Immunofluorescence analysis of paraffin-embedded human kidney tissue labeling Vimentin with Rabbit anti-Vimentin antibody (HA721174) at 1/200 dilution.

The section was pre-treated using heat mediated antigen retrieval with Tris-EDTA buffer (pH 9.0) for 20 minutes. The tissues were blocked in 10% negative goat serum for 1 hour at room temperature, washed with PBS, and then probed with the primary antibody (HA721174, green) at 1/200 dilution overnight at 4 ℃, washed with PBS.

Goat Anti-Rabbit IgG H&L (iFluor™ 488, HA1121) was used as the secondary antibody at 1/1,000 dilution. Nuclei were counterstained with DAPI (blue).

Immunofluorescence analysis of paraffin-embedded human skin tissue labeling Vimentin with Rabbit anti-Vimentin antibody (HA721174) at 1/200 dilution.

The section was pre-treated using heat mediated antigen retrieval with Tris-EDTA buffer (pH 9.0) for 20 minutes. The tissues were blocked in 10% negative goat serum for 1 hour at room temperature, washed with PBS, and then probed with the primary antibody (HA721174, green) at 1/200 dilution overnight at 4 ℃, washed with PBS.

Goat Anti-Rabbit IgG H&L (iFluor™ 488, HA1121) was used as the secondary antibody at 1/1,000 dilution. Nuclei were counterstained with DAPI (blue).

Immunofluorescence analysis of paraffin-embedded human appendix tissue labeling Vimentin with Rabbit anti-Vimentin antibody (HA721174) at 1/200 dilution.

The section was pre-treated using heat mediated antigen retrieval with Tris-EDTA buffer (pH 9.0) for 20 minutes.
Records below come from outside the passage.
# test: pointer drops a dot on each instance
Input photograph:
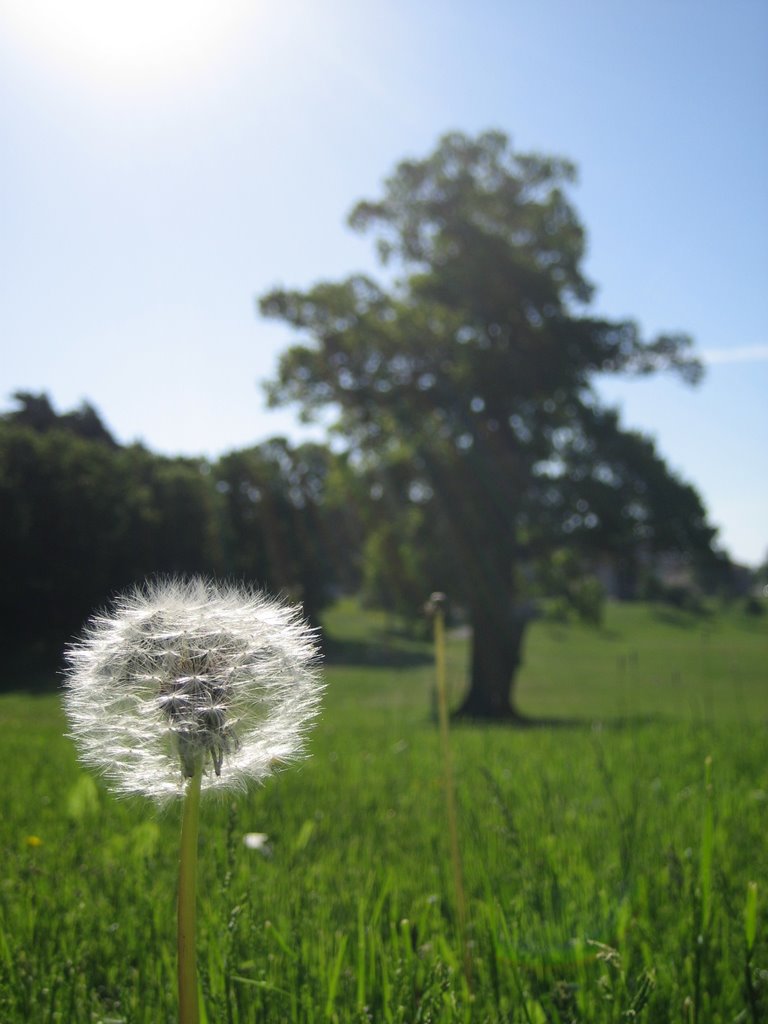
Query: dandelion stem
(461, 902)
(187, 887)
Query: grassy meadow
(607, 860)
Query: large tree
(468, 382)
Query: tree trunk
(497, 653)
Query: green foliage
(606, 881)
(467, 388)
(81, 518)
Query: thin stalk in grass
(436, 605)
(187, 901)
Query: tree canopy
(465, 389)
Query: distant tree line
(82, 517)
(477, 459)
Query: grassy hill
(607, 861)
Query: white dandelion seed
(181, 675)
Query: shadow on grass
(377, 653)
(517, 721)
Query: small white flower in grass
(258, 841)
(179, 675)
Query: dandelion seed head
(179, 673)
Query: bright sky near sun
(164, 162)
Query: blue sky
(166, 162)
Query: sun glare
(127, 40)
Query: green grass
(605, 877)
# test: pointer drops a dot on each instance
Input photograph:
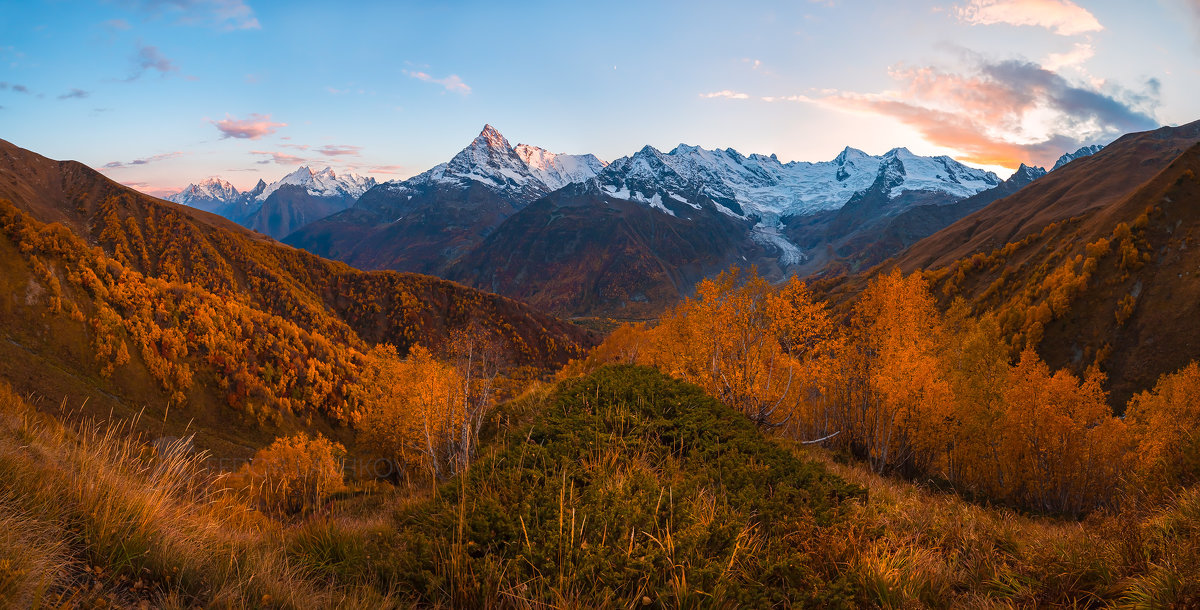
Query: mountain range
(580, 237)
(142, 303)
(1095, 263)
(282, 207)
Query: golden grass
(89, 513)
(90, 516)
(919, 548)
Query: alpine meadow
(793, 304)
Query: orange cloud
(282, 159)
(1061, 17)
(252, 127)
(727, 94)
(450, 83)
(1003, 113)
The tissues were blocked in 10% negative goat serum for 1 hour at room temperature, washed with PBS, and then probed with the primary antibody (HA721174, green) at 1/200 dilution overnight at 4 ℃, washed with PBS.

Goat Anti-Rabbit IgG H&L (iFluor™ 488, HA1121) was used as the secondary antibody at 1/1,000 dilution. Nuclei were counterstained with DAPI (blue).
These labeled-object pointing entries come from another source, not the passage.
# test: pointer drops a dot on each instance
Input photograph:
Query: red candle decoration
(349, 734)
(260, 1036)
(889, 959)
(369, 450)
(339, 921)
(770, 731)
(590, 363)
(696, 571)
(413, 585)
Flow cytometric analysis of Hela cells labeling Vimentin.

Cells were fixed and permeabilized. Then stained with the primary antibody (HA721174, 1ug/ml) (red) compared with Rabbit IgG Isotype Control (green). After incubation of the primary antibody at +4℃ for an hour, the cells were stained with a iFluor™ 488 conjugate-Goat anti-Rabbit IgG Secondary antibody (HA1121) at 1/1,000 dilution for 30 minutes at +4℃. Unlabelled sample was used as a control (cells without incubation with primary antibody; black).
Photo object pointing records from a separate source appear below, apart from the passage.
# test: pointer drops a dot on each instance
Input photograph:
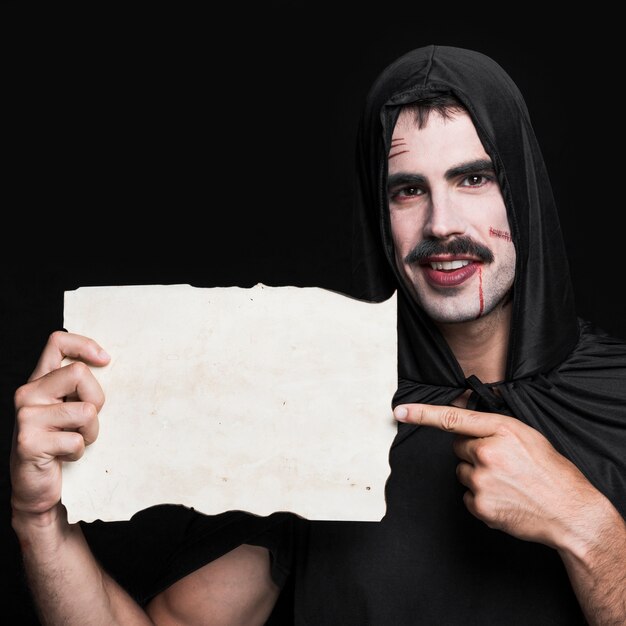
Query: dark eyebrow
(404, 178)
(472, 167)
(463, 169)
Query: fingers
(59, 430)
(450, 418)
(75, 379)
(61, 345)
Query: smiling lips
(446, 272)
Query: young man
(507, 495)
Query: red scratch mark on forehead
(501, 234)
(396, 143)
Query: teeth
(449, 265)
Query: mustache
(460, 245)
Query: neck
(480, 346)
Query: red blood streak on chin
(481, 295)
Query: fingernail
(400, 412)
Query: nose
(444, 218)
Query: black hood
(564, 377)
(544, 325)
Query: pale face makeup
(449, 224)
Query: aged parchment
(263, 399)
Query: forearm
(597, 571)
(67, 583)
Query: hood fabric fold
(565, 378)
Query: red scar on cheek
(501, 234)
(396, 143)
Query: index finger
(61, 345)
(450, 418)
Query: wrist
(586, 535)
(30, 526)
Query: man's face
(448, 219)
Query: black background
(215, 148)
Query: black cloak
(429, 561)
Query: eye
(406, 192)
(476, 180)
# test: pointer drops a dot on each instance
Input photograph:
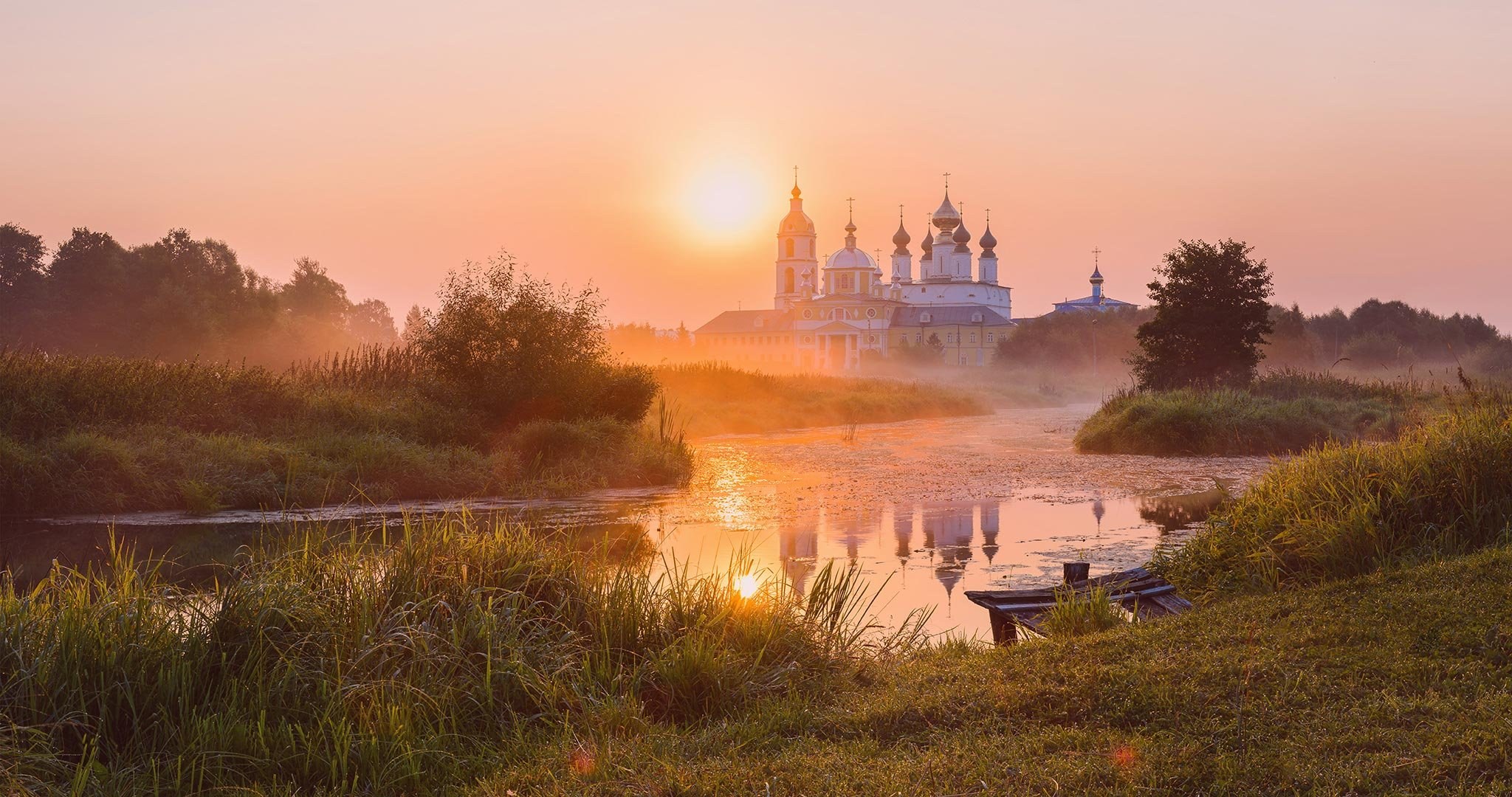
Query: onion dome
(988, 241)
(962, 238)
(850, 258)
(796, 221)
(900, 239)
(946, 215)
mIHC analysis of human skin tissue (Formalin/PFA-fixed paraffin-embedded sections) with Rabbit anti-Vimentin antibody (HA721174) at 1/10,000 dilution. The immunostaining was performed with the IRISKit® HyperView mTSA Kit (MH900206). Heat mediated antigen retrieval with Tris-EDTA buffer (pH 9.0) for 30 mins at 95℃. DAPI (blue) was used as a nuclear counter stain. Image acquisition was performed with Olympus VS200 Slide Scanner.

mIHC analysis of mouse lung tissue (Formalin/PFA-fixed paraffin-embedded sections) with Rabbit anti-Vimentin antibody (HA721174) at 1/10,000 dilution. The immunostaining was performed with the IRISKit® HyperView mTSA Kit (MH900206). Heat mediated antigen retrieval with Tris-EDTA buffer (pH 9.0) for 30 mins at 95℃. DAPI (blue) was used as a nuclear counter stain. Image acquisition was performed with Olympus VS200 Slide Scanner.